# Lecture One
---

In this notebook we'll use a [dataset](https://www.kaggle.com/kennethjohn/housingprice) giving the living areas, number of bedrooms and price of $141$ houses from Portland, Oregon.

## Libraries

These is all libraries used in this notebook:

* [pandas](https://pandas.pydata.org/)
* [numpy](https://numpy.org/)
* [seaborn](https://seaborn.pydata.org/)

In [62]:
%matplotlib notebook

import pandas as pd
import numpy as np

# -- Plots
import seaborn as sb
import matplotlib.pyplot as plt
from mpl_toolkits.mplot3d import Axes3D
from matplotlib import cm
from matplotlib.ticker import LinearLocator, FormatStrFormatter

## Supervised Learning

In this section we'll try to explain what means **supervised learning**. Imagine that you want to predict the price of a house using only living area as variable, i.e., given an area of some house you'll tell the respective house price with some rate of confidence.

### Some notations

* $x^{(i)}$: to denote the i-th input variables, in this case, the _i-th_ area.
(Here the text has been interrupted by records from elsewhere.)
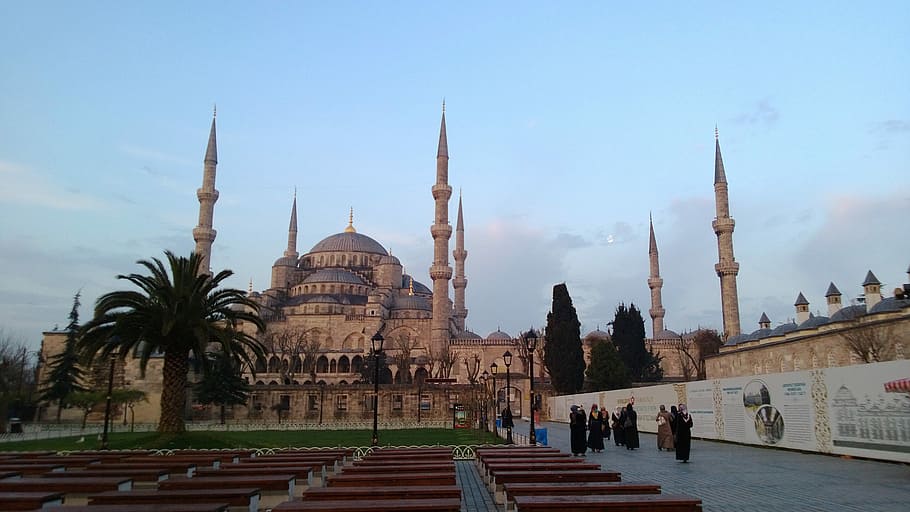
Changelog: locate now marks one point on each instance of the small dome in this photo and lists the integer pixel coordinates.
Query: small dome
(349, 242)
(848, 313)
(498, 335)
(412, 302)
(333, 275)
(467, 335)
(419, 287)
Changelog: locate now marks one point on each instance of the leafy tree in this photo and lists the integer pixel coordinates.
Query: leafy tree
(179, 310)
(222, 384)
(65, 375)
(629, 340)
(563, 354)
(606, 370)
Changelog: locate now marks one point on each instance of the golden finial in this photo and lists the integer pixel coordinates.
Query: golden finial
(350, 228)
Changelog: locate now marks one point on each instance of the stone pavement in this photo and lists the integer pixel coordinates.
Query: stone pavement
(736, 478)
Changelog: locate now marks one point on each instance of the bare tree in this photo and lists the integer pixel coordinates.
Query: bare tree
(404, 345)
(692, 352)
(871, 342)
(472, 367)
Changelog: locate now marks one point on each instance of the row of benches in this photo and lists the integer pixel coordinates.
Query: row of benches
(539, 479)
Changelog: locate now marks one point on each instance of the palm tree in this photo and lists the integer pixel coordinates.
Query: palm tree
(178, 315)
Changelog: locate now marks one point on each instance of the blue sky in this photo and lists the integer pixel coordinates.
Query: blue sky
(568, 124)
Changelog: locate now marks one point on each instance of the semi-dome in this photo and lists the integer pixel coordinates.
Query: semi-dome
(498, 335)
(349, 242)
(412, 302)
(333, 275)
(418, 286)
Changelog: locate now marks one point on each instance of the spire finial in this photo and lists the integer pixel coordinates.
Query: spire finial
(350, 228)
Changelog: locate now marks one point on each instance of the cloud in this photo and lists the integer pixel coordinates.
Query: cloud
(763, 113)
(25, 186)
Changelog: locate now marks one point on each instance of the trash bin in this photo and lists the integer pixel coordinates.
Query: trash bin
(541, 434)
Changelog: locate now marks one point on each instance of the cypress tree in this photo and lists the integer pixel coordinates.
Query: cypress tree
(64, 376)
(563, 354)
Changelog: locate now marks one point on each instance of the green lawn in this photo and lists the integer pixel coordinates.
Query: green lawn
(262, 439)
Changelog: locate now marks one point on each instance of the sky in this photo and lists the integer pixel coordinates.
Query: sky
(568, 125)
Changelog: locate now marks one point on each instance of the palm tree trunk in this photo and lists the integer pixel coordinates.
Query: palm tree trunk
(173, 392)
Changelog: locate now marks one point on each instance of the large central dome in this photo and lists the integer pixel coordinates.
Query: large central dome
(349, 242)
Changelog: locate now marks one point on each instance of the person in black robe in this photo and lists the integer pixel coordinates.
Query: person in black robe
(683, 433)
(616, 421)
(577, 426)
(595, 431)
(630, 427)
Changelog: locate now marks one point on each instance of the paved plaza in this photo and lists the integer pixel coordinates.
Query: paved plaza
(737, 478)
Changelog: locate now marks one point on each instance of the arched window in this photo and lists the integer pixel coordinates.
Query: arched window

These variables are also called input **features**.  
* $y^{(i)}$: the variable that we want to predict, i.e., the output variable, also called **target**. In our case the target is the price.
* $(x^{(i)},y^{(i)})$: is the **training example**.
* ${(x^{(i)},y^{(i)})\;\; \forall i=1,...,m}$: the **training dataset** that we'll use to learn$^{(1)}$.
* $\mathcal{X}$: the space of input values. In this case $\mathcal{X} = \mathbb{R}$.
* $\mathcal{Y}$: the space of output values. In this case $\mathcal{Y} = \mathbb{R}$.

### Definition

Thus, supervised learning consists in, given a training set, learn (find) a function $h:\mathcal{X}\mapsto \mathcal{Y}$ that $h(x)$ is a _good_ predictor for the corresponding value of $y$. The $h$ function is called **hypothesis**.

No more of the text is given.